Police and federal agents with rifles checked car trunks, banged on doors and gathered forensic evidence in a Tampa neighborhood Tuesday as they hunted for the killer believed responsible for gunning down four people for no apparent reason in just over a month.
The normally quiet, working-class Seminole Heights section of bungalows and palm trees was sealed off with yellow crime-scene tape after the latest killing in the neighborhood — that of a 60-year-old man who was shot from behind as he crossed a street shortly after 5 a.m.
Interim Tampa Police Chief Brian Dugan said it is extremely possible that the killer — or killers — live in the neighborhood.
"Whoever is doing it, they're familiar with the neighborhood and they're able to vanish very quickly," Dugan said.
Residents and police have been on edge since Oct. 9, when 22-year-old Benjamin Mitchell was shot to death. Two days later, 32-year-old Monica Hoffa, was slain. And on Oct. 19, Anthony Naiboa, 20, was killed after taking the wrong bus home from his new job.
On Tuesday, Ronald Felton, an unemployed construction worker who volunteered at a food bank, was gunned down.
Police cars with flashing lights sat at dozens of intersections, and one major thoroughfare was entirely shut down for much of the day. Law enforcement took over the parking lot at a Baptist church, and a federal Bureau of Alcohol, Tobacco, Firearms and Explosives bus was parked at the makeshift command center. Law officers questioned people and took down cell numbers.
"This was a very decent neighborhood until the last couple of months," sighed Sherry Street, 50, a cook who has lived in the area for seven years. "Up until recently I used to accidentally fall asleep with the door unlocked."
Street said she has stopped walking to the store, taking the bus or sitting outside to smoke at night. Her friends would often stop by and hang out on her porch to talk, but "now they're like, 'I'm not coming to see you.'"
Her neighbors have also changed their routines. Gone were the Halloween decorations of years past. Gone are the dog walkers. And the young woman with the beautiful redheaded twin girls — Street hasn't seen them in weeks.
"At 7 o'clock you can come out this door and you won't hear a sound," she said.
All of October's victims were either getting on or off a city bus, or were at a bus stop, when they were shot, police said. It was unclear if Tuesday's victim was near a bus stop.

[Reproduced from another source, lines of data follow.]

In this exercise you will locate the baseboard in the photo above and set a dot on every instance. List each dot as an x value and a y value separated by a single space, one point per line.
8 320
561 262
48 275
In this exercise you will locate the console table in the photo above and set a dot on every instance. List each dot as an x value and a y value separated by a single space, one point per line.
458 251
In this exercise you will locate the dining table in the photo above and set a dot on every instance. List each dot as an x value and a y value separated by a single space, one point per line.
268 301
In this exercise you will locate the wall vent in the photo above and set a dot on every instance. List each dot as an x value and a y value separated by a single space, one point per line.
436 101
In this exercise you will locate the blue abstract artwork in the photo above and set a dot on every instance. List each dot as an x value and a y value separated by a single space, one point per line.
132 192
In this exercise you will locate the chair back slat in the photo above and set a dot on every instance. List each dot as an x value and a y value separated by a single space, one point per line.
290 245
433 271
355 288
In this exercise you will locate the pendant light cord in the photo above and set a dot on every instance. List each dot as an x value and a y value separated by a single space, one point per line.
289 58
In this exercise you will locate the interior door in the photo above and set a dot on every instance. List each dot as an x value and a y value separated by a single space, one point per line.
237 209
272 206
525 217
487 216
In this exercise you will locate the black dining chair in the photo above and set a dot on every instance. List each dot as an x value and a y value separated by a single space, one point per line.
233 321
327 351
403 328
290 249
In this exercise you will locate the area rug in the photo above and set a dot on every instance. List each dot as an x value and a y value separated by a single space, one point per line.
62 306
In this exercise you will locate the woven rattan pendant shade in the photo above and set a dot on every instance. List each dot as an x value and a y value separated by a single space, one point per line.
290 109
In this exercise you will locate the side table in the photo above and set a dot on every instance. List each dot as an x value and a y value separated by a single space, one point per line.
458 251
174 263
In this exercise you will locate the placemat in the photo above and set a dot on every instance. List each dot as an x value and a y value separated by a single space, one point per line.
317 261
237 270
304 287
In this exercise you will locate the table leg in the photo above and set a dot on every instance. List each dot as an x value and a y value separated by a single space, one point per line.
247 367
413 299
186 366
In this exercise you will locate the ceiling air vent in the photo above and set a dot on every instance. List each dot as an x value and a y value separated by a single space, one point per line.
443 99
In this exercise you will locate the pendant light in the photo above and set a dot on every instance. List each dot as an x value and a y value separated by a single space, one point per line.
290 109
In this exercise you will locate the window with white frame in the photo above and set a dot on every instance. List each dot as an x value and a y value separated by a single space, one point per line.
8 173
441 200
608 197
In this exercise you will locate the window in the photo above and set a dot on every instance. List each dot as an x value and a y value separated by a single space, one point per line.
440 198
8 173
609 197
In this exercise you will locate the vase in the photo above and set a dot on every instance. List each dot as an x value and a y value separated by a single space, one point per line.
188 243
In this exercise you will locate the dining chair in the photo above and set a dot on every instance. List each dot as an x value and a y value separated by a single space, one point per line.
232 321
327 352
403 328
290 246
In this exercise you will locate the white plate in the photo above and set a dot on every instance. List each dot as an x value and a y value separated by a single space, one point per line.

"When I first divorced and moved here, I stayed in some pretty rough areas. But I've never seen anything like this. Maybe I need to consider moving," Street said, shaking her head. "It's some crazy person. That's all you can explain it. Because why? They're just targeting innocent people and shooting them."
Police gained a better description of the suspect after the fourth killing, saying a witness described him as a black male, 6 feet to 6-foot-2, with a thin build and light complexion. He had a large black pistol and was last seen all in black.
Previously, officers didn't have much to go on other than a grainy black-and-white video of a person running near one of the crime scenes.
Bryanna Fox, a criminology professor at the University of South Florida in Tampa, said it is unusual for a serial killer to use a gun.
"A lot of serial killers prefer other methods such as knives or strangulation," she said. "Those tend to be more one-on-one, and that's what most serial killers prefer, a more intimate experience."